How much of this sixth extinction will have to be blamed on the business of America? This is the question Tavis Smiley poses in his soothing drawl at minute 9:18 to author Elizabeth Kolbert during an interview about her book, The Sixth Extinction: An Unnatural History, earlier this week.
This isn’t a question about obsessive U.S. consumerism. The respected PBS late-night talk show host and award-winning journalist are discussing the political “inconvenience” of converting an entire fossil fuel based economy; the lack of environmental momentum and focus that has persisted into Obama’s second term; and why a lingering climate change “debate” on Capitol Hill is having dire consequences for so many species, including ours.
“You’ve got to really turn this whole economic engine from one that’s based on fossil fuels to one that isn’t, and that’s a massive undertaking, and we need to be starting, you know, not now, but last year basically,” stated Kolbert, a staff writer at The New Yorker and author of Field Notes from a Catastrophe: Man, Nature, and Climate Change.
In her gentle, matter of fact manner, Kolbert explains the reason why many environmentalist are increasingly upset with Obama’s habit of communicating the need to cut U.S. carbon emissions while simultaneously continuing to support policies that allow oil and gas drilling.
“So Barack Obama to your point, Elizabeth, might be saying more stuff that environmentalists want to hear, as compared to say a guy like George W. Bush.
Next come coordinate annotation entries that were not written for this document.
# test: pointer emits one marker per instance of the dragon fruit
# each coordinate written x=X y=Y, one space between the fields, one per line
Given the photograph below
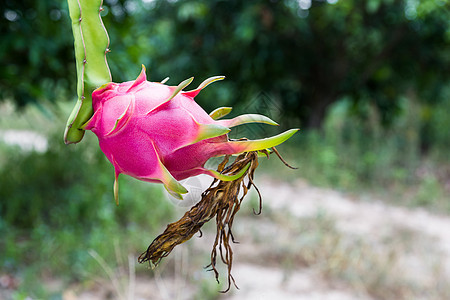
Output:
x=158 y=133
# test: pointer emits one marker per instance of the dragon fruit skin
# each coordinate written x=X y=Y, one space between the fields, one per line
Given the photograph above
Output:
x=158 y=133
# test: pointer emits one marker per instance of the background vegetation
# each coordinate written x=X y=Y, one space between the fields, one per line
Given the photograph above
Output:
x=367 y=81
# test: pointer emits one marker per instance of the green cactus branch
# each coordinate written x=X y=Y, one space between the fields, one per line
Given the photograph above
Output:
x=91 y=44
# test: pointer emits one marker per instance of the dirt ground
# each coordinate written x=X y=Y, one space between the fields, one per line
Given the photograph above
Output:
x=362 y=248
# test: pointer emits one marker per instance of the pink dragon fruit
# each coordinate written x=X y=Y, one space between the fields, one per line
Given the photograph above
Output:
x=158 y=133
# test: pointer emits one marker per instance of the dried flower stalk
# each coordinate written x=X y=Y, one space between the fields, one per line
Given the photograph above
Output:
x=221 y=200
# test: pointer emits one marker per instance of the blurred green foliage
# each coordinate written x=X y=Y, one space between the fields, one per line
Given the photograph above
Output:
x=373 y=74
x=305 y=54
x=58 y=204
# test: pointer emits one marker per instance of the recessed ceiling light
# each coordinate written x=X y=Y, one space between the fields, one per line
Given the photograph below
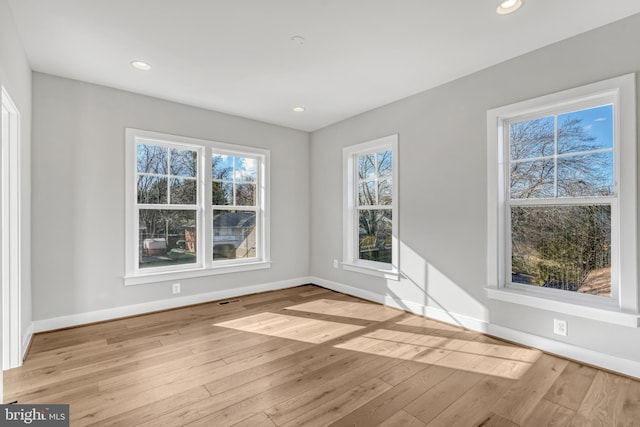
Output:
x=297 y=40
x=141 y=65
x=508 y=6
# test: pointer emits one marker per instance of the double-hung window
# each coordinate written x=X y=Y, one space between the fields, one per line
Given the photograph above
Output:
x=194 y=207
x=562 y=198
x=370 y=200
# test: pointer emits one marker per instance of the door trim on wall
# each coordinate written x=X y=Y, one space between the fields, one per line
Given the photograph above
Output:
x=10 y=249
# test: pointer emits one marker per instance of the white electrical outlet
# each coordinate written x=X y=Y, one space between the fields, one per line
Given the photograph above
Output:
x=560 y=327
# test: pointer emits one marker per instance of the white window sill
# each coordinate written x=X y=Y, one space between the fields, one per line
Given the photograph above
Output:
x=604 y=314
x=391 y=273
x=165 y=276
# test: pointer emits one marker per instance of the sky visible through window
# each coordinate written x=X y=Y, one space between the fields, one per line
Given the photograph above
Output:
x=555 y=157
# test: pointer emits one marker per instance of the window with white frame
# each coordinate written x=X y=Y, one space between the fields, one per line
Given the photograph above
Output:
x=562 y=198
x=370 y=223
x=195 y=207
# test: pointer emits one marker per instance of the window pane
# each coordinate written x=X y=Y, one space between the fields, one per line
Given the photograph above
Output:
x=367 y=194
x=366 y=166
x=222 y=167
x=234 y=234
x=222 y=193
x=532 y=138
x=152 y=159
x=183 y=191
x=532 y=179
x=167 y=237
x=184 y=163
x=586 y=175
x=385 y=162
x=245 y=170
x=562 y=247
x=586 y=130
x=375 y=231
x=245 y=194
x=385 y=191
x=152 y=189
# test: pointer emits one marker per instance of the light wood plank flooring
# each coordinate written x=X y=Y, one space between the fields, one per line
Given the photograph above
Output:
x=309 y=356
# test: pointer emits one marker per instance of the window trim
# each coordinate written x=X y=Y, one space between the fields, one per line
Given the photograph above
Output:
x=621 y=308
x=351 y=262
x=204 y=266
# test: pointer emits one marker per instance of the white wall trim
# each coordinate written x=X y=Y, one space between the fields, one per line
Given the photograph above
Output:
x=26 y=341
x=591 y=357
x=148 y=307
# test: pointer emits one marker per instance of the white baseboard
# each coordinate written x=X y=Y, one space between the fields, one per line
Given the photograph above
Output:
x=148 y=307
x=26 y=341
x=591 y=357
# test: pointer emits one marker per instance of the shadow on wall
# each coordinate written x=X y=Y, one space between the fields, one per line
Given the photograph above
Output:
x=426 y=290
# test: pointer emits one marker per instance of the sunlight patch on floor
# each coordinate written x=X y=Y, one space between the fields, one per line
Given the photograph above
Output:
x=356 y=310
x=487 y=358
x=291 y=327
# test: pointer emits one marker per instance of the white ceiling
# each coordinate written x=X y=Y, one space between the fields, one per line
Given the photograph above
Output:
x=237 y=57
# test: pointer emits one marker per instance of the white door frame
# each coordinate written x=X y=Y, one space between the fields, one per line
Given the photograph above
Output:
x=10 y=232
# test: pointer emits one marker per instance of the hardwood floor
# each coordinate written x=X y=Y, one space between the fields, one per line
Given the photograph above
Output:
x=309 y=356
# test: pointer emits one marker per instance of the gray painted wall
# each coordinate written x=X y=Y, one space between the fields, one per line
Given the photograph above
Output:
x=443 y=184
x=78 y=194
x=15 y=76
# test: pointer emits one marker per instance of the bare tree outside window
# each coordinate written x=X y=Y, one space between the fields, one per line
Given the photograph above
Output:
x=560 y=181
x=166 y=179
x=374 y=201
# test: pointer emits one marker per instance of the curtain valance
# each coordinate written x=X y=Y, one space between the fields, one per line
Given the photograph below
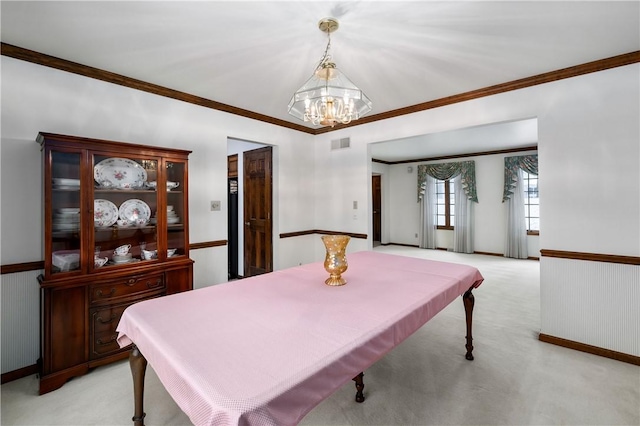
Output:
x=445 y=171
x=528 y=163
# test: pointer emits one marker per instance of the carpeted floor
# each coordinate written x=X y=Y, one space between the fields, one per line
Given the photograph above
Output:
x=514 y=380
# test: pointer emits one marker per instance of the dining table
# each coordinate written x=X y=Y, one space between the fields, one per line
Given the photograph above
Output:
x=265 y=350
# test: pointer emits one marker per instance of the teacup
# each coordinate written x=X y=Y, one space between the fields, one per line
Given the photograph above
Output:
x=122 y=250
x=149 y=254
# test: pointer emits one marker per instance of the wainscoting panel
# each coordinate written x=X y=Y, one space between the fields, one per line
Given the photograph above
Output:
x=596 y=303
x=20 y=320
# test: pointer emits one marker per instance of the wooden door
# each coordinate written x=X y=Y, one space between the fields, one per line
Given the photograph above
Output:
x=257 y=212
x=376 y=208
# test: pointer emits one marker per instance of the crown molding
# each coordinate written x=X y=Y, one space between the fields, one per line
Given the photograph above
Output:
x=91 y=72
x=455 y=156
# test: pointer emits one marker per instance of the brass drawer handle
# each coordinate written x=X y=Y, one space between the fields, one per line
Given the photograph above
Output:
x=100 y=293
x=157 y=284
x=107 y=342
x=113 y=317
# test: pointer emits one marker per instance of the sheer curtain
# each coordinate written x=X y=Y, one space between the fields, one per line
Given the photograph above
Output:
x=462 y=220
x=428 y=207
x=516 y=238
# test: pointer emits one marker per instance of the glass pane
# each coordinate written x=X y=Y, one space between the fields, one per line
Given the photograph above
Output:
x=534 y=210
x=176 y=208
x=535 y=224
x=125 y=202
x=65 y=210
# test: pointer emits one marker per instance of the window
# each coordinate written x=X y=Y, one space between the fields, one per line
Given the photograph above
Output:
x=445 y=201
x=531 y=203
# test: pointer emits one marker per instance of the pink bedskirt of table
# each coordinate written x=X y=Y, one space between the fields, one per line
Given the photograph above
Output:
x=266 y=350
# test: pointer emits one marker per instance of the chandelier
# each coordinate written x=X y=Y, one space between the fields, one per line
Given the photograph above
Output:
x=328 y=97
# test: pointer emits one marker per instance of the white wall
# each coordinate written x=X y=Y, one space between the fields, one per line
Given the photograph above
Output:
x=36 y=98
x=588 y=151
x=489 y=212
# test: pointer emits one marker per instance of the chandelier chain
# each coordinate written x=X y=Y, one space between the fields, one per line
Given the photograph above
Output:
x=325 y=55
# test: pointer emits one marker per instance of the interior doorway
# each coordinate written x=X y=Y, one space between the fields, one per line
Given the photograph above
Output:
x=236 y=208
x=376 y=208
x=258 y=178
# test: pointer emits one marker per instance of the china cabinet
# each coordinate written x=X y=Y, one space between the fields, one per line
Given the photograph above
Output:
x=115 y=233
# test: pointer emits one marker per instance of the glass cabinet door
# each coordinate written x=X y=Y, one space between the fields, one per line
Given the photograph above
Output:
x=125 y=204
x=65 y=211
x=176 y=208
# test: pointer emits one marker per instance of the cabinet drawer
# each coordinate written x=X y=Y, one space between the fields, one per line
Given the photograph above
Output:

But whether the president is a republican or democrat, I think it was Calvin Coolidge, speaking of presidents, who said ‘The business of America is business’,” noted Smiley during the interview.
“Again, whether the occupant of the oval office is a republican or a democrat, we get this pablum, often times, not a whole lot happens, which leads me to this question, How much of this sixth extinction will have to be blamed on the business of America?”
Despite all the science that supports the terrifying fact we’re in the midst of a sixth major (man-made) extinction, the entire interview between these two rational, extremely intelligent and well spoken individuals is strangely calming. Kolbert touches upon the many points she researched for her book, which was released last month, such as how carbon emissions are changing the oceans chemistry; the extinction of tropical frogs; and the lack of political aid to developing countries that are having the least impact on global warming, yet are in the most danger due to the unintended first world impacts of over consumption and a fossil fuel based economy.
“Just fascinating to me, when you think about it, whether we want to hear this or not, that we might end up killing off the rest of the world without a tank, without a drone, but because of the way we maltreat the environment,” said Smiley.